Pour Madrid, le Panama n'est pas un paradis fiscal

L'Espagne considère que le Panama n'est pas un paradis fiscal, a réitéré lundi son ministre de la Justice, après la diffusion des "Panama papers" ayant conduit la France à replacer ce pays sur sa liste noire de paradis fiscaux.

Cette déclaration survient alors que le grand quotidien El Mundo (centre-droite) a signé lundi un éditorial demandant à l'Espagne de faire de même, accusant Madrid d'avoir retiré le Panama de sa liste noire en 2011 pour bénéficier de juteux contrats liés à l'élargissement du canal.

"Il ne me semble pas que le Panama soit un paradis fiscal, dans la mesure où il existe les garanties d'un Etat de droit", a déclaré le ministre espagnol de la Justice Rafael Catala devant des journalistes, avant d'ajouter: "Ce qu'il y a, c'est que c'est un système fiscal différent, une culture juridique différente".

Un paradis fiscal applique en général un taux d'imposition nul aux non résidents et la transparence en matière fiscale y est faible, de même que les échanges d'information avec d'autres pays.

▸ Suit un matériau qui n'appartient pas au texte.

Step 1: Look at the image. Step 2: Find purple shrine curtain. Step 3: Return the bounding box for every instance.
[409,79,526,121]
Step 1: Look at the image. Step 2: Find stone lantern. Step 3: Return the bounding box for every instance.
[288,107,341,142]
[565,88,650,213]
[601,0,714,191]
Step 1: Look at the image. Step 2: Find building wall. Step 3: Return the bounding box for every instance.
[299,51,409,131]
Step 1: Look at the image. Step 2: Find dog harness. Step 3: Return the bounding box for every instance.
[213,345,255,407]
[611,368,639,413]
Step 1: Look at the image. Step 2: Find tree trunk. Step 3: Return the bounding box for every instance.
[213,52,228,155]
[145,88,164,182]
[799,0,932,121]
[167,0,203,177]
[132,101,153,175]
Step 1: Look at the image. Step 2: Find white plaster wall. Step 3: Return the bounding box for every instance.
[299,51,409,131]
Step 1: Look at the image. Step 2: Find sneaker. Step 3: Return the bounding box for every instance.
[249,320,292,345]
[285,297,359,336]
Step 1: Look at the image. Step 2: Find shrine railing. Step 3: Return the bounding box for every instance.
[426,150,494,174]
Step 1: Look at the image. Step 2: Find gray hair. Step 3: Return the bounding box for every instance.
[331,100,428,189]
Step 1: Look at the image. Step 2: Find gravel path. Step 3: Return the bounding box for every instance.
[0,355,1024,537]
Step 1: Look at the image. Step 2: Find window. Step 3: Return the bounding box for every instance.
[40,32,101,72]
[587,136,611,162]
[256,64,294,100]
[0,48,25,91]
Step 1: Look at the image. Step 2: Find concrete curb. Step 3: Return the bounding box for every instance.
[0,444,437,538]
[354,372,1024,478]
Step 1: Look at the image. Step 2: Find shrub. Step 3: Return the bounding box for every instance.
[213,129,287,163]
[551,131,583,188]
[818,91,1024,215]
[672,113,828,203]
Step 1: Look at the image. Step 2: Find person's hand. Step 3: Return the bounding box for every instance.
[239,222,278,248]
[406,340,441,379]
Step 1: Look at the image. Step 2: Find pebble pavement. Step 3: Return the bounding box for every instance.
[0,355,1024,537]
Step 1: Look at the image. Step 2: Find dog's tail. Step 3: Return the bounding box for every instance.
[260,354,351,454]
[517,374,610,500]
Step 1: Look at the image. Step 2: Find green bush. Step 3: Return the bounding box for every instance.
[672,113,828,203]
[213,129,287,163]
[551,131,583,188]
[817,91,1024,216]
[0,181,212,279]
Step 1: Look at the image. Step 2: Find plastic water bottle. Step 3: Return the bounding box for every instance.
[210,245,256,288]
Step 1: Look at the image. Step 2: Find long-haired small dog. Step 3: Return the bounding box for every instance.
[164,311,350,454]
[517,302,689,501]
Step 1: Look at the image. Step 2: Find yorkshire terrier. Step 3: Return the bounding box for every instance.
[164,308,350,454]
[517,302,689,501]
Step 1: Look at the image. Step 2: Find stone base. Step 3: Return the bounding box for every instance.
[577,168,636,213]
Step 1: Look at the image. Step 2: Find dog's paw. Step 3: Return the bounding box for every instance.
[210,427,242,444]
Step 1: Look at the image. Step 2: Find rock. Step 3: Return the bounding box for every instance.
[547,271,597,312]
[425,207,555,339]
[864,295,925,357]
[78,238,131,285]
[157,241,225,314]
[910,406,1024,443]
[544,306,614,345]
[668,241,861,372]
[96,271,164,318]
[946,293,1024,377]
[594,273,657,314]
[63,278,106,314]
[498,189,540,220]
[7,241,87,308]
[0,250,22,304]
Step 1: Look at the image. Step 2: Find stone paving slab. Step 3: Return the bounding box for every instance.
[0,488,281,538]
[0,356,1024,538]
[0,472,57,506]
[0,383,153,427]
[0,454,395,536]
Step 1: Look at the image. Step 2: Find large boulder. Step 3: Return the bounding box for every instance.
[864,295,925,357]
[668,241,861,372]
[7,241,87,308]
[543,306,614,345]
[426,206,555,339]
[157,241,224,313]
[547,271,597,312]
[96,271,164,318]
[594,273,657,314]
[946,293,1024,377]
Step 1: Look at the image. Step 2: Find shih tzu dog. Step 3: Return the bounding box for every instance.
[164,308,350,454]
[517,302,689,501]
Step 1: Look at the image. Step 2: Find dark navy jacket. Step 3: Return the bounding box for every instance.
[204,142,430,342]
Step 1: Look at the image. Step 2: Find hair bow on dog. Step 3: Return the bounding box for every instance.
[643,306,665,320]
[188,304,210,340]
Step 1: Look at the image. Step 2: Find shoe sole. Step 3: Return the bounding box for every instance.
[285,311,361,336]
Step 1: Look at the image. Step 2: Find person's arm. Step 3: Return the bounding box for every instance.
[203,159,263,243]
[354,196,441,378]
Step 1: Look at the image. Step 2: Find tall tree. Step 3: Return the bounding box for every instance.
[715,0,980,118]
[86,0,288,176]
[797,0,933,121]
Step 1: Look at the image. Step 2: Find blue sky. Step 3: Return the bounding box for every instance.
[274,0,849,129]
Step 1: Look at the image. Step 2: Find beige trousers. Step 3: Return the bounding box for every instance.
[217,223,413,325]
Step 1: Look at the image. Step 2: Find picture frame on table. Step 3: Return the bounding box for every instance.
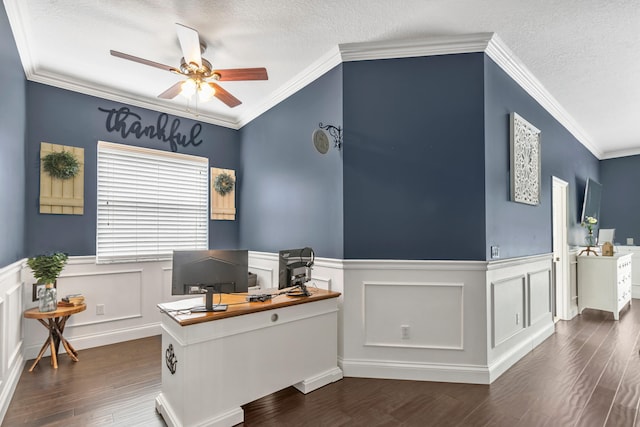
[31,282,58,302]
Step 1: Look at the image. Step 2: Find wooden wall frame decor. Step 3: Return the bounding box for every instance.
[209,168,238,221]
[40,142,84,215]
[510,113,542,205]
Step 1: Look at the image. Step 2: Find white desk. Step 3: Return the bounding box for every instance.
[578,254,632,320]
[156,289,342,427]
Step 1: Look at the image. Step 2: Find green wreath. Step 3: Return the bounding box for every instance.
[42,151,80,179]
[213,172,235,196]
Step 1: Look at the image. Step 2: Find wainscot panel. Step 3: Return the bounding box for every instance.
[486,254,555,382]
[340,260,489,384]
[23,256,170,363]
[0,260,25,423]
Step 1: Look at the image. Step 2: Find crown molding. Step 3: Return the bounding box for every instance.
[485,34,603,159]
[339,33,493,62]
[600,148,640,160]
[4,0,604,159]
[237,47,342,128]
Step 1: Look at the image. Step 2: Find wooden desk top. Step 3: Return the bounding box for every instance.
[24,304,87,319]
[159,287,340,326]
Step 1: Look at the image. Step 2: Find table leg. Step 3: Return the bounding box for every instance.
[29,338,49,372]
[49,319,58,369]
[54,316,78,362]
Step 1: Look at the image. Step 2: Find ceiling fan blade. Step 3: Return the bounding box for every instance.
[158,82,183,99]
[213,67,269,82]
[207,82,242,108]
[110,50,180,73]
[176,22,202,67]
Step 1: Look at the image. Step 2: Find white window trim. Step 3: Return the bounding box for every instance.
[96,141,209,263]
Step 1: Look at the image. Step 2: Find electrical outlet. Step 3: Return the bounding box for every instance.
[491,245,500,258]
[400,325,409,340]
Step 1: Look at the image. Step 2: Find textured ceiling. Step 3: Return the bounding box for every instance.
[4,0,640,158]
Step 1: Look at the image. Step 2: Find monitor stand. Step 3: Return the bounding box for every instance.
[191,287,227,313]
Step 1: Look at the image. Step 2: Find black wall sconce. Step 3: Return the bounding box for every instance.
[313,122,342,154]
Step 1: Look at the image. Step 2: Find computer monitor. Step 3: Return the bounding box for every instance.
[278,248,315,293]
[171,249,249,311]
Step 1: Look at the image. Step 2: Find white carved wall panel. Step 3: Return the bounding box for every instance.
[511,113,542,205]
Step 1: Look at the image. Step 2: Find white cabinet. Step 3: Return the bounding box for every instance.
[578,254,632,320]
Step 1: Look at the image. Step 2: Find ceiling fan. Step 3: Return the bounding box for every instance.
[110,23,268,108]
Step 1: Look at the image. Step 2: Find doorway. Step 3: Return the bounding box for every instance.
[551,176,573,321]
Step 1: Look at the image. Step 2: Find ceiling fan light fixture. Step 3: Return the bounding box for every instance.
[198,82,216,102]
[180,79,198,98]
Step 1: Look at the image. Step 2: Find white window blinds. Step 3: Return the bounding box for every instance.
[96,141,209,263]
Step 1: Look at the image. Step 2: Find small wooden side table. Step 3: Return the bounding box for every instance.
[24,304,87,372]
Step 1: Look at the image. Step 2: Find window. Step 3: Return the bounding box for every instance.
[96,141,209,263]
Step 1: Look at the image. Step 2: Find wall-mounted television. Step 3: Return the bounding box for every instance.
[580,178,602,224]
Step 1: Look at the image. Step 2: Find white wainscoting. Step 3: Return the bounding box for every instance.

Le 8 avril, la France a annoncé qu'elle replacerait en 2017 le petit pays latino-américain sur la liste des paradis fiscaux dont elle l'avait retiré en 2012 et demanderait à l'OCDE d'en faire autant.

Paris réagissait ainsi à la publication, le 3 avril, de l'enquête "Panama Papers" sur des dizaines de personnalités internationales ayant ouvert des comptes dans des paradis fiscaux à travers un cabinet d'avocat panaméen.

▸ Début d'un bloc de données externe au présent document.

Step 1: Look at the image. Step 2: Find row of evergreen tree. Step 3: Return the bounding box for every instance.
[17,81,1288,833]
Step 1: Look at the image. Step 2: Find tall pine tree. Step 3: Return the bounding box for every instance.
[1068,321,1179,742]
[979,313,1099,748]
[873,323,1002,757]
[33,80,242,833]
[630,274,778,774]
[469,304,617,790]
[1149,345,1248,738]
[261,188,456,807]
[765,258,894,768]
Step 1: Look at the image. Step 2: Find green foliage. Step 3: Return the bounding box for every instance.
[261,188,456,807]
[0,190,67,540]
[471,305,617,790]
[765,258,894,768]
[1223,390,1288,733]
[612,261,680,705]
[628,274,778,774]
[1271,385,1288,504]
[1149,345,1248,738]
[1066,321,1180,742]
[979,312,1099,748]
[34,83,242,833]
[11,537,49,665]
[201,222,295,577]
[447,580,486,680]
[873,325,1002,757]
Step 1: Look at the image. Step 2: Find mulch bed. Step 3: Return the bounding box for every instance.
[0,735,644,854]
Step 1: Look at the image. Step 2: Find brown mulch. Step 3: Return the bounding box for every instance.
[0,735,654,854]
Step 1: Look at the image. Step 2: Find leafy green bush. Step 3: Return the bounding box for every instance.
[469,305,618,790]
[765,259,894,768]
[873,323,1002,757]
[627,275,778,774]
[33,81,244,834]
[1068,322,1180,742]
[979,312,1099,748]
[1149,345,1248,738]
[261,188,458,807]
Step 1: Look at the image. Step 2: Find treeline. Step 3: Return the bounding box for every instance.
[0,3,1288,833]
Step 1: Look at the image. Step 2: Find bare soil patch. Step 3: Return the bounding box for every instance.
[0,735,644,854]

Le quotidien El Mundo (centre-droite) assure lui que Madrid, en retirant le Panama de sa liste noire, "a cédé au chantage des autorités panaméennes pour que les entreprises du BTP espagnoles puissent accéder à un contrat de plus de deux milliards d'euros pour l'élargissement du canal du Panama".

Le consortium en charge des travaux est mené par l'Espagnol Sacyr. Le budget global initial du contrat d'élargissement du canal, par où passe 5% du commerce mondial, dépasse les cinq milliards d'euros.

El Mundo souligne que la convention de coopération policière liant les deux pays n'évoque pas, sur sa liste de délits à poursuivre "particulièrement", les délits de nature économique comme le blanchiment.

Ce délit est bien inclus dans de récentes conventions consultées par l'AFP signées avec le Niger, le Sénégal ou encore les Etats-Unis.